Y es esa radical necesidad que se esconde detrás de los ojos del ser amado, es esa necesidad
que nos lleva constantemente a la desgracia al dejar la zona de confort, que nos lleva a la
desgracia de salir de nuestros pueblos, de dedicarnos a lo que no es seguro con tal de sentir
algo de emoción, algo de sentido, lo que nos muestra (como Freud entendió) es que todos,
absolutamente todos somos Paris.

¿Y Troya? Troya también somos todos. Y Aquiles… y Agamenón… y Héctor.

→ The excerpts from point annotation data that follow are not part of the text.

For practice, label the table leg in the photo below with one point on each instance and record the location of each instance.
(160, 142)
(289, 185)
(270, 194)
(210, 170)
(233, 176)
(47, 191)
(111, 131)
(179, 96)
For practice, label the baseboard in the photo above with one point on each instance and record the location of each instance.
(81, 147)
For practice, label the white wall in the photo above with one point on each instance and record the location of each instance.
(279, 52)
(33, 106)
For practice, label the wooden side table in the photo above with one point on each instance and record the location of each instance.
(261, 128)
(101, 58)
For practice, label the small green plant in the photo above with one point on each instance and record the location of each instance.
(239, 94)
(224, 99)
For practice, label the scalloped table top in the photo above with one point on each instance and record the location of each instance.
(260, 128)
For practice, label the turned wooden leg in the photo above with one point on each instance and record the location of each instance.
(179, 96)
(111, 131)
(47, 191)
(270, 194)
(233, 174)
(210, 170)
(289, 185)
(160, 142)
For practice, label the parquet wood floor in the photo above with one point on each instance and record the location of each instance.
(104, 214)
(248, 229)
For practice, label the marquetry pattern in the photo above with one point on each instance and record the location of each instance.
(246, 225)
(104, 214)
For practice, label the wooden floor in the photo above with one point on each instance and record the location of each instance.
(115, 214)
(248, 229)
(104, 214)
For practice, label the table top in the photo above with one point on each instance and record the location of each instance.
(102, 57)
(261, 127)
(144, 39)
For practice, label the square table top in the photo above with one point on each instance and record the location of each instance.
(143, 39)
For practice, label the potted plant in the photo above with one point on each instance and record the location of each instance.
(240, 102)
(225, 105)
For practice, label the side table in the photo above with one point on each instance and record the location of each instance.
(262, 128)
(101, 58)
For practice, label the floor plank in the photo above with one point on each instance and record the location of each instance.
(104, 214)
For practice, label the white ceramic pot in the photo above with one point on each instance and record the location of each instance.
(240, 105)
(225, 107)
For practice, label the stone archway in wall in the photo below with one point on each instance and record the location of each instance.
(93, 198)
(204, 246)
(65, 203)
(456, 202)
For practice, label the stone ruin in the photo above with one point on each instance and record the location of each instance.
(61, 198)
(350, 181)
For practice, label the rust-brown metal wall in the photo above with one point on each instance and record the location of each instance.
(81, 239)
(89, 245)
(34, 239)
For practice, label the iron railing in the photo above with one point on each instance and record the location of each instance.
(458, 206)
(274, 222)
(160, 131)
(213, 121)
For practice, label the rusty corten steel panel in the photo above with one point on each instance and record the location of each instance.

Los héroes no son sino los distintos rostros que muestran la radical posibilidad de existir hasta
el extremo. Pero si bien somos Odiseo, y Hércules y Orestes. Pero si bien cargamos a Zeus, a
Athena, a Apolo en todas nuestras decisiones, sobre todo, todos somos Paris y todos,
absolutamente todos, buscamos a Afrodita entre los brillos del mundo:
“HELENA:
Jamás estuve en Troya, sólo un fantasma estuvo.

MENSAJERO:
¿Cómo?
¿Batallamos allí por sólo un suspiro?”

(Eurípides, Ελένη, Helena)

La Necesidad nos envuelve en su lecho de rosas y nosotros a eso le llamamos “razón”. La


única hipocresía es no aceptar que nosotros también secuestramos a Helena, y en ello no hay
justicia alguna, sino necesidad pura (y tal vez alguno que otro espíritu, alguno que otro suspiro).

(“No puedo respirar, me ahogo”.


“Abre los ojos”.
“No quiero”.
“Abre los ojos”.

“Me vi otra vez, naciendo”)

(“Dormir, dormir, morir... tal vez soñar”).